Des chaussons pour nos députés
Il faut sans doute y voir un effet covid. Voilà que le chausson connaît un regain de forme après avoir été totalement ringardisé, notamment par la déferlante baskets. Mais les confinements covid sont passés par là et la pantoufle a constitué une (maigre) consolation à l’obligation de rester cloîtrés chez soi. Le chausson n’est toutefois plus seulement la charentaise d’hier puisqu’on le retrouve aujourd’hui décliné dans une infinité de formes et de couleurs. C’est la fantaisie qui semble primer pour faire de cet accessoire un nouveau marqueur de personnalité.
Dans les pays nordiques où, par définition, il fait plus froid que chez nous, le chausson a même fait son apparition dans des entreprises.
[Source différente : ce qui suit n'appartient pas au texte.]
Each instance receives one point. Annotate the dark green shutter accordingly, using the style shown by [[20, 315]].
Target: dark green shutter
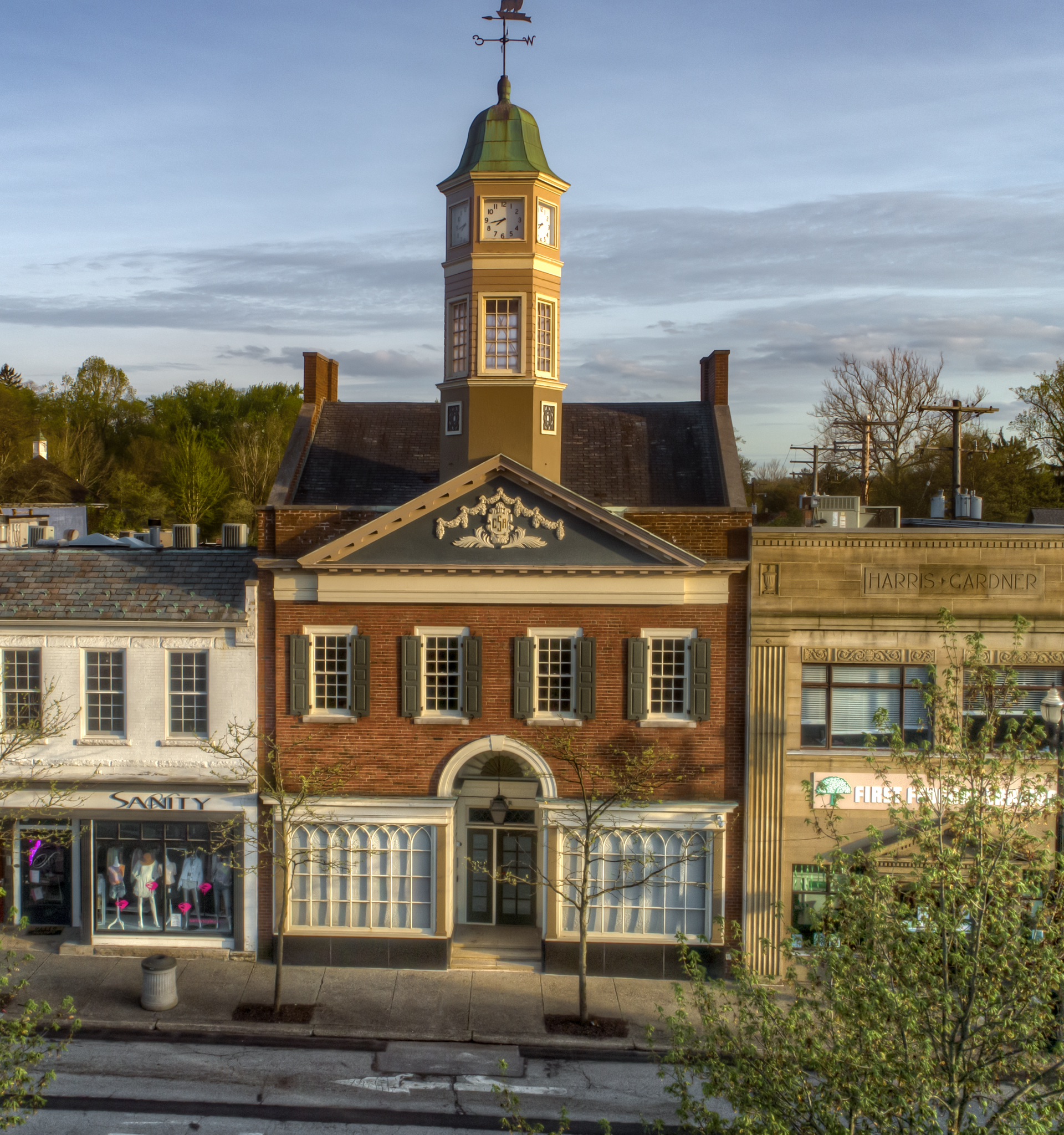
[[638, 681], [410, 676], [700, 679], [524, 653], [472, 674], [300, 673], [586, 678], [360, 676]]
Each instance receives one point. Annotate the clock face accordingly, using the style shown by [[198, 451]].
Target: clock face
[[460, 224], [545, 224], [504, 221]]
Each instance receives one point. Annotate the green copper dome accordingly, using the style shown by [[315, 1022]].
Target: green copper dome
[[503, 139]]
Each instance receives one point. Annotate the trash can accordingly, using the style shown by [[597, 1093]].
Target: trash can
[[159, 982]]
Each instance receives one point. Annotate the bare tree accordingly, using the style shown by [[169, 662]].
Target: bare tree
[[287, 794], [889, 391], [602, 853]]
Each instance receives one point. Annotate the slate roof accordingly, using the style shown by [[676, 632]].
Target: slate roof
[[625, 453], [181, 587]]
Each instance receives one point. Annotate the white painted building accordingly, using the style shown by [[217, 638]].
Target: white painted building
[[124, 825]]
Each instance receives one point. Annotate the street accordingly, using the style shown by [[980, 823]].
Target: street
[[150, 1088]]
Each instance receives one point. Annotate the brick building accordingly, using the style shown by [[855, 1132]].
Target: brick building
[[447, 586]]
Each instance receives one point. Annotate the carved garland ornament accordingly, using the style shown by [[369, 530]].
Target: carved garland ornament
[[500, 531]]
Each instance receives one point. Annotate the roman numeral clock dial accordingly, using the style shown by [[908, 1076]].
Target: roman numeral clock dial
[[503, 221]]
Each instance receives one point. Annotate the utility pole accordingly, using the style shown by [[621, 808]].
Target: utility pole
[[956, 410]]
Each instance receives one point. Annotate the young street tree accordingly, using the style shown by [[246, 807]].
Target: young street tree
[[605, 846], [927, 1000], [286, 789]]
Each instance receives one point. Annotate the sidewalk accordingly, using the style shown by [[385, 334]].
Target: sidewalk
[[496, 1007]]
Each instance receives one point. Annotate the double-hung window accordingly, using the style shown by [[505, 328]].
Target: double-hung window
[[188, 694], [840, 704], [329, 672], [106, 693], [668, 678], [555, 676], [22, 688], [441, 674]]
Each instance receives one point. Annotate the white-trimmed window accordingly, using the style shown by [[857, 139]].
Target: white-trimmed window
[[458, 338], [106, 693], [187, 681], [546, 317], [365, 877], [22, 688], [503, 334], [671, 874]]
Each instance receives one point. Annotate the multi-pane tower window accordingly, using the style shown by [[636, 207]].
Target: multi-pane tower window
[[106, 692], [330, 672], [460, 338], [443, 672], [22, 688], [545, 330], [188, 693], [500, 334]]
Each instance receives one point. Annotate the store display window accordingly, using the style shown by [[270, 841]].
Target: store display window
[[154, 878], [44, 866]]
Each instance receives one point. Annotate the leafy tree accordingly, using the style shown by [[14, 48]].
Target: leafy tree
[[197, 486], [287, 790], [1043, 421], [927, 1000]]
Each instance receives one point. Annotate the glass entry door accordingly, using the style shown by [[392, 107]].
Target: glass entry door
[[516, 902], [495, 852]]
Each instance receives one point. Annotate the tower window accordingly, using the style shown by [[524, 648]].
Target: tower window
[[545, 336], [460, 338], [500, 334]]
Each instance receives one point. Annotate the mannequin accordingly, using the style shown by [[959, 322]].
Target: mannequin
[[188, 883], [116, 886], [222, 876], [146, 874]]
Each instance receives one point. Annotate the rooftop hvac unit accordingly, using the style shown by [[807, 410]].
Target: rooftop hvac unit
[[38, 533], [234, 536], [186, 536]]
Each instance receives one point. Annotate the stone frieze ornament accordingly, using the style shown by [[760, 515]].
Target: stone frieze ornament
[[500, 530]]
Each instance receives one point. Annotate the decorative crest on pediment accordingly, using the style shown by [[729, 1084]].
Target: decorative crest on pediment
[[500, 530]]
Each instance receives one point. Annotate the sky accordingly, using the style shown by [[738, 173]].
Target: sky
[[208, 190]]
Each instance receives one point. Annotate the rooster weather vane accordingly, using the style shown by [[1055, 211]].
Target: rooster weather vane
[[509, 9]]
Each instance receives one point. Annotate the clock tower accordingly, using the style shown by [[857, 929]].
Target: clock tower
[[503, 274]]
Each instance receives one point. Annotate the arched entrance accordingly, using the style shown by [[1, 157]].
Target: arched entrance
[[497, 918]]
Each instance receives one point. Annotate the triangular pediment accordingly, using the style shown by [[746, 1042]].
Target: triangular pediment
[[496, 515]]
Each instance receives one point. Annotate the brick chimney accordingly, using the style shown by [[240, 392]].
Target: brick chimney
[[715, 379], [321, 379]]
Certes pas dans la métallurgie où il vaut mieux avoir des chaussures de sécurité que des pantoufles à pompon. Mais dans des boites où la créativité prime, on y voit un petit bonus pour favoriser la concentration dans une atmosphère sereine et douce, ajoutant même une note d’égalité entre les uns et les autres quand le patron et l’employé se croisent en chaussons.
Alors forcément, on se dit qu’il y a bien un lieu où le chausson serait aujourd’hui tout à fait à sa place : notre Assemblée nationale, bien sûr. D’abord parce que c’est le seul lieu, en Europe, où on considère qu’il faut avancer l’âge de la retraite, donc du pantouflage, alors que partout ailleurs, c’est la démarche inverse qui s’impose avec force. On a parfois l’impression d’être chez les cinglés, en se disant qu’il faudrait attribuer le Chausson d’or à LFI et au RN, les plus engagés, depuis des années, dans la conviction que pour régler nos insondables problèmes de dette abyssale, il faut avancer l’âge de la charentaise et du canapé devant la télé. Alors forcément, nos voisins européens sont éberlués quand ils regardent cette assemblée du peuple aux effluves de maison de retraite.
« On a mal aux fesses «
Mais si notre Assemblée paraît prédestinée à chausser les pantoufles, voire même à pantoufler dans ces chaussons, c’est aussi parce que le lieu est très inconfortable. Les bancs de l’Assemblée sont nettement moins accueillants que ceux réservés aux arrière-trains de sénateurs. Une députée finistérienne, à laquelle on avait un jour demandé sa première impression après son entrée dans l’hémicycle, avait eu cette réponse d’une admirable franchise : « On a mal aux fesses ».
Alors oui, comme dans les entreprises des pays nordiques, les chaussons douillets pour compenser les bancs inhospitaliers aideraient peut-être nos députés à avoir un peu plus de créativité. Et à se rendre enfin compte qu’avec des vieilles recettes pour préparer l’avenir du pays, on marche complètement à côté de nos pompes.